There was also a drum set, resting on top of old carpet remnants, and a guitar leaning against one wall. The guitar looked like it had seen better days, the paint faded, covered in stickers that were peeling off.

Toward the front of the garage, there was another guitar in pieces, laid out on some wooden boards balanced over a couple sawhorses. The boards had been covered in plastic dropcloth, which I guess explained at least one thing I’d seen. But there had been some liquid on his hands, too. I hadn’t imagined that.

I looked at the concrete floor, trying to see any remnant of a suspicious stain. Sam stayed near the door, his hands shoved in his pockets, while I walked around the space as though conducting a forensic analysis.

“The other night,” I said finally, not able to help myself, “I thought I heard a crash?”

I could’ve named the exact date and time, since I’d written it down in my notebook. But it was probably better if I didn’t cross over from endearingly neurotic to obsessively weird (too late?).

“Hmm,” he said. “Another mystery.”

“I thought you were cooperating with the investigation.”

He raised his eyebrows. “Is that what this is? It hardly seems fair, me giving up all my secrets and you giving up none.”

I set my empty plate down on the top of the washer for now. I couldn’t help but notice that I’d been right about the laundry detergent—mountain fresh.

“Okay,” I said, my pulse quickening. “What do you want to know?”

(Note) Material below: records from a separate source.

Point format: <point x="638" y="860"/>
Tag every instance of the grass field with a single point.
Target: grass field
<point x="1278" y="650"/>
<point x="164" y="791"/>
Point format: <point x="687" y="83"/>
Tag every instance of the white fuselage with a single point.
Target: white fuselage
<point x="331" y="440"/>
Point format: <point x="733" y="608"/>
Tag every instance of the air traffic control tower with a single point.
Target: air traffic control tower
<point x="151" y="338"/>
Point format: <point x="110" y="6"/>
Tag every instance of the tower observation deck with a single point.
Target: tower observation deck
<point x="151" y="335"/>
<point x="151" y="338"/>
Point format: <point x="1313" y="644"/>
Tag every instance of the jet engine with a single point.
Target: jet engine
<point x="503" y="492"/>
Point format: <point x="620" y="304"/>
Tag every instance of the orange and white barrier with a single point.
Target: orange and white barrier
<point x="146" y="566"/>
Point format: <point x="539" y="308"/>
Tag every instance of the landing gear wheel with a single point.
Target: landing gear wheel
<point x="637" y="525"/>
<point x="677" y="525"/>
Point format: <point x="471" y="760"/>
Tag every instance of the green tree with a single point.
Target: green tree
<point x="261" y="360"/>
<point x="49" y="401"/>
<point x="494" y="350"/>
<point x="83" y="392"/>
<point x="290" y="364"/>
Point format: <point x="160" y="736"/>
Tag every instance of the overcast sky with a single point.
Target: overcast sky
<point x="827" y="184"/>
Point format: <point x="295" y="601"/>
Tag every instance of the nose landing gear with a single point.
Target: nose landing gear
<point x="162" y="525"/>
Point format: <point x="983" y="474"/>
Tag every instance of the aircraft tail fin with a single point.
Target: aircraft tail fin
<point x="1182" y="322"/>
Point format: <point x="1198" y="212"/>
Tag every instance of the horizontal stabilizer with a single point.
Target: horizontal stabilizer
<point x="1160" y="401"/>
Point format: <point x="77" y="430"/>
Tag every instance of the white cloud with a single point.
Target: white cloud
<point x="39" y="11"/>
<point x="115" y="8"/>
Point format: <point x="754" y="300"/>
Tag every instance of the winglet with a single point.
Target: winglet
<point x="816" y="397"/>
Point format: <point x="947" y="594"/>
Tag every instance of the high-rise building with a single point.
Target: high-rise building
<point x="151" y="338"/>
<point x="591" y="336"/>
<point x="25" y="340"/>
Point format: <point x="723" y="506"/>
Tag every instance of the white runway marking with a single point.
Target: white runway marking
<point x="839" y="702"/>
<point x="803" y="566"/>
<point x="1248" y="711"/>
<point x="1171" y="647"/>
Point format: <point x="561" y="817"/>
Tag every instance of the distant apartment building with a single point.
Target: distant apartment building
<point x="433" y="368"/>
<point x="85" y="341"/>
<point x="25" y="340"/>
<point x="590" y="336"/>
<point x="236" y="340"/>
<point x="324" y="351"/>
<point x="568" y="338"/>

He studied me, as though he were really considering his question. I hoped it was something easy, like Why Batman Forever?, at which point I could riff about how with villains named things like Penguin and Two-Face, it was better when adaptations of the comic leaned into the camp.

I hoped it wasn’t anything about my dad.

“What are you writing your dissertation on?” he asked finally.

I wondered how he even knew I was working on that, until I remembered that I’d told him about talking to my dissertation advisor the other day. “True crime,” I said, pulling a face like I understood how on-the-nose that sounded at this point.

“Probably should’ve guessed,” he said dryly. “What about it, specifically?”

I had quick, pithy answers for this inevitable question, since people’s eyes tended to glaze over once I started saying rhetoric and genre theory instead of just talking about The Ted Bundy Tapes on Netflix like they really wanted to. But for some reason I wanted to explain it to Sam, wanted him to understand what I’d been doing with my life these last five years. Why that was important to me, I didn’t care to analyze too hard.

“True crime is especially interesting,” I said, “because it tends to reflect and shape our cultural attitudes toward crime in general. You look at how the genre has morphed in the last sixty years, even, from the way Truman Capote made it more literary in In Cold Blood to the more sensationalistic, hard-boiled accounts written in the eighties and nineties, to how personal and nuanced Michelle McNamara gets in I’ll Be Gone in the Dark. And then it’s like, who’s writing these books? What relationship do they have to the subject going in, or what relationship do they form as they go down this dark rabbit hole? How do they choose to present the information, and how does that affect the way a reader might feel about it? Does that change how ‘true’ the books are, really? Or does—”

I cut myself off, realizing I was a little out of breath. “Sorry,” I said. “I could keep going for about, oh, a hundred and eighty pages or so. But I’ll stop.”

“Give me an example,” Sam said. “Like when you said something might change how ‘true’ the book is.”

“Okay, well,” I said, warming to my subject. This actually happened to be a major point of analysis in the chapter I should be at home writing at this very moment. Maybe I could even count this conversation as “brainstorming” time and not feel guilty that I was blowing off my work. “Have you read In Cold Blood?”